Download the slides from the webinar “OER: Intro, Discovery, and Discussion” on Friday, July 17, 1-2pm. 

View a recording of the webinar.

Open Educational Resources (OER)
Open education is a movement that seeks to maximize the power of the internet to make education more affordable, accessible, and effective. Crucial to this movement are “resources, tools and practices that are free of legal, financial and technical barriers and can be fully used, shared and adapted in the digital environment” according to SPARC, a leading advocate for OER.

Creative Commons defines OER as “teaching, learning, and research materials that are either (a) in the public domain or (b) licensed in a manner that provides everyone with free and perpetual permission to engage in the 5R activities”:

  1. Retain - make, own, and control a copy of the resource (e.g., download and keep your own copy in perpetuity)
  2. Revise - edit, adapt, and modify your copy of the resource (e.g., translate into another language)
  3. Remix - combine your original or revised copy of the resource with other existing material to create something new (e.g., make a mashup)
  4. Reuse - use your original, revised, or remixed copy of the resource publicly (e.g., on a website, in a presentation, in a class)
  5. Redistribute - share copies of your original, revised, or remixed copy of the resource with others (e.g., post a copy online or give one to a friend)

Benefits of OER
Adopting OER has benefits for faculty:

  • OER provide enormous flexibility and academic freedom for faculty since the materials are licensed to allow for modification or remixing, so faculty can customize their course materials to best fit their learning outcomes and pedagogical needs.
  • Faculty can be confident that all students have full access to course materials on day one of the semester.
  • With the strong possibility of online teaching in some form during fall semester, the availability of both online and print OER for students provides flexibility of format that is not tied to a physical location.

Adopting OER has benefits for students:

  • OER are free of cost in digital format, which can save students thousands of dollars during their university studies.

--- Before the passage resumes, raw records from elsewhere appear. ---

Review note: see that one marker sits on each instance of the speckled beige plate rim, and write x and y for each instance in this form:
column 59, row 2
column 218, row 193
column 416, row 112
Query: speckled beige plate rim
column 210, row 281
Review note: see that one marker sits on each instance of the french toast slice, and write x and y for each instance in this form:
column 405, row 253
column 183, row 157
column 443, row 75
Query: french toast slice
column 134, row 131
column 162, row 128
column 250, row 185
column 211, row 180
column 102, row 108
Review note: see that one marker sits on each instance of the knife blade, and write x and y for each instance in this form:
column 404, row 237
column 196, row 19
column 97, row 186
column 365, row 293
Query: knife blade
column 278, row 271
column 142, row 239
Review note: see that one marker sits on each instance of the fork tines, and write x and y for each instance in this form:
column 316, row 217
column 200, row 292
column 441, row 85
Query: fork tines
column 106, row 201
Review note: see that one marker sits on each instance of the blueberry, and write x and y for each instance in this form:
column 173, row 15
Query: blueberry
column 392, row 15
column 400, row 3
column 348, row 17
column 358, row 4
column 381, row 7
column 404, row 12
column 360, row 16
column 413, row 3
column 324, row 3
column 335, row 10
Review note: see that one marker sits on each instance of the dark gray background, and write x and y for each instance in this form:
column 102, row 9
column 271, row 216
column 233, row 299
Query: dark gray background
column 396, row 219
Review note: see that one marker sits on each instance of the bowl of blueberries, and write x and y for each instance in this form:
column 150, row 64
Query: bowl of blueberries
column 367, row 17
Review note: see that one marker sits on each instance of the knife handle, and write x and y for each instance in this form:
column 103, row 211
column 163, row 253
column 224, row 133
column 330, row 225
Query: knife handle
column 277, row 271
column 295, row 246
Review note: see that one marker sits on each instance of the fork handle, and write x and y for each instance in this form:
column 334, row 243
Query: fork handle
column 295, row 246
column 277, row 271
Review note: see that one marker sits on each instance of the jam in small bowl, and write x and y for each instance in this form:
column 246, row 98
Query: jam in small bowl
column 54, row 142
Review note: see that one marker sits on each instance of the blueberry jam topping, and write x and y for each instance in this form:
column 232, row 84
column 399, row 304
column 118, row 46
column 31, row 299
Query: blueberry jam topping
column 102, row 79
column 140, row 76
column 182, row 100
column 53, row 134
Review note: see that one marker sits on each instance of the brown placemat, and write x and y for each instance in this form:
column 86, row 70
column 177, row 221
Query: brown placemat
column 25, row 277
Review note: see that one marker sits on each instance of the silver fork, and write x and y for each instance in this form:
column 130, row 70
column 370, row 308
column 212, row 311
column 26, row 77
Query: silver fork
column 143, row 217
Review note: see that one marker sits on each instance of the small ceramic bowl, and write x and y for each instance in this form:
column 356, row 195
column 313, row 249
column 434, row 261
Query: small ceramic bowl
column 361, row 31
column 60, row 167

It’s important to remember that for those students using financial aid to pay for textbooks, many will end up paying interest on these costs for decades.
  • As mentioned above, OER ensure that all students have access to course materials on the first day of class, so the risk of falling behind while waiting for textbooks to arrive is minimized.
  • Many text-based OER are available for purchase in hard copy at a modest price for students who prefer print copies. In conversations with the bookstore, they were happy to provide students with the print copies, which are nominal in cost compared to commercial print textbooks.

This webinar includes a basic introduction to OER and a panel discussion featuring Emory faculty currently using OER along with opportunities for Q&A. It is co-led by Director of CFDE Eric Weeks and Head of Scholarly Communications Office Jody Bailey.